Laboratory-cultured cells have been considered as a substitute method to reduce animal testing in drug development or toxicity testing of chemicals for many years. Nowadays, such cell culture models are available for any human tissue. The trend in experimental biomedicine is increasingly moving towards three-dimensional tissue models because they represent the conditions in a living organism more realistically. In addition to tissue models that are as realistic as possible, analytical methods are also required to monitor their condition during activity tests. This is where the optical methods commonly used today often reach their limits, as visible light can only penetrate tissue to a limited extent.
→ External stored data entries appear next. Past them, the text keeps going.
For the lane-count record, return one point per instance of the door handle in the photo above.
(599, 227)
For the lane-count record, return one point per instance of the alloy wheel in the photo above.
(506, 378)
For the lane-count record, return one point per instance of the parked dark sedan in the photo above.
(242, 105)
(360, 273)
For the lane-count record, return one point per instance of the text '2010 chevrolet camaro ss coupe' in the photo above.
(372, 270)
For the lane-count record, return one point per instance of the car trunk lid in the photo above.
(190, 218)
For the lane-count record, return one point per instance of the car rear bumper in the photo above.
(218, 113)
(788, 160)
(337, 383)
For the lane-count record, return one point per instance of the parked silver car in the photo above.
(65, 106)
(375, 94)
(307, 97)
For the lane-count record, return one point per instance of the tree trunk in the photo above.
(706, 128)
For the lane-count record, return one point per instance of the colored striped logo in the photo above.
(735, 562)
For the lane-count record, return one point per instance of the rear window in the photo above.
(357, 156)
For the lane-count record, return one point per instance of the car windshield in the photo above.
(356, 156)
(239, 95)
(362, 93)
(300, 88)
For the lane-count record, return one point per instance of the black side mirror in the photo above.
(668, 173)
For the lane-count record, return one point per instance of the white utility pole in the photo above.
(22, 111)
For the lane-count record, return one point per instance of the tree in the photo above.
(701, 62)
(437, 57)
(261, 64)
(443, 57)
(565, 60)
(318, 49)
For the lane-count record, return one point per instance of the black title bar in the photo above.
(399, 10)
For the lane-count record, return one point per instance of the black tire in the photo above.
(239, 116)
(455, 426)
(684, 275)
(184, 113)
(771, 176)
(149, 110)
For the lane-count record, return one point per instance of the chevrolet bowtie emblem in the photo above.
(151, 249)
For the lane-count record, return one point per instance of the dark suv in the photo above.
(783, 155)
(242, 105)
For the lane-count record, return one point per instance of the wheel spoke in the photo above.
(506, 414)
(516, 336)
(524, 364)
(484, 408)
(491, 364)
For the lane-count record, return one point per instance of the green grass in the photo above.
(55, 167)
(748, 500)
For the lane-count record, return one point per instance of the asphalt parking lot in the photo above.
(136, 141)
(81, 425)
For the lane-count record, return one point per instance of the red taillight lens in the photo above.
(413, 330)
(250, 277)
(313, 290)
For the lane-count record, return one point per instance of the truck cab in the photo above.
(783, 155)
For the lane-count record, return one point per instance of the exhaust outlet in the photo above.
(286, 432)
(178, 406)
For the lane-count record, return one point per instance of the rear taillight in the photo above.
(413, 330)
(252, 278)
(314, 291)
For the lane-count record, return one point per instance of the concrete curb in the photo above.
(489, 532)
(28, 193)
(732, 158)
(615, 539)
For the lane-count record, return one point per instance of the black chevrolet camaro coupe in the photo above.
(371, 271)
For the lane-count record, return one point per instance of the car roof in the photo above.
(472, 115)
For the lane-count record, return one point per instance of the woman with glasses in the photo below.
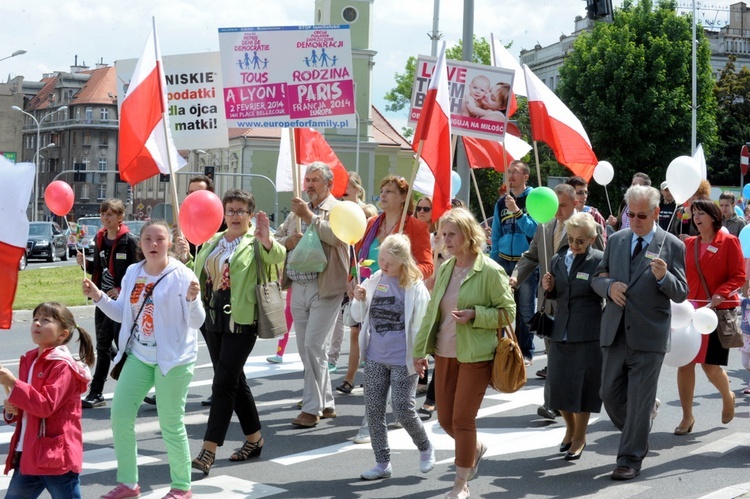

Temperature measurement as the key to analyzing cell metabolism

A research team consisting of three companies and two research institutions is therefore pursuing new paths: In the “T-Sense-3D” project, which has been funded by the Federal Ministry of Education and Research BMBF in the “KMU-innovativ” funding measure since 01.10.2024, the aim is to monitor cell metabolism and its changes using high-precision temperature measurements. Temperature is a universal indicator of cellular metabolism, as only living cells generate heat. Any external influence on the metabolism leads to minimal temperature changes. New analytical methods are needed to measure these precisely. The project partners from the companies FEW Chemicals GmbH (Bitterfeld-Wolken), ibidi GmbH (Gräfelfing) and nanoAnalytics GmbH (Münster), the Fraunhofer Institute for Electronic Microsystems and Solid State Technologies (EMFT) and the Technical University of Munich are experimenting with novel materials made of tailor-made polymer chains and nanoparticle admixtures. These materials are printed in the form of tiny droplets on the bottom of cell culture vessels in order to establish contact with the tissue models. The materials change their electrical resistance many times over in a very small temperature window that can be controlled by the chemical composition of the sensor spots. By measuring the electrical resistance, high-precision temperature measurement becomes accessible. 

Closing technological gaps

In the project, the temperature sensors are to be integrated into cell culture vessels using mass production methods (roll-to-roll) in order to enable efficient drug testing. The researchers are also developing customized measurement electronics and software in order to establish the new process on the market in a user-friendly way. The functionality of the overall system will be demonstrated in biological model studies.

The biomedical project aims to close a technological gap by solving a challenging material science problem: the quantitative real-time analysis of 3D tissue models with medium throughput. The new method has the potential to open up new possibilities in experimental biomedicine and addresses a market that is expected to see double-digit annual growth until 2030.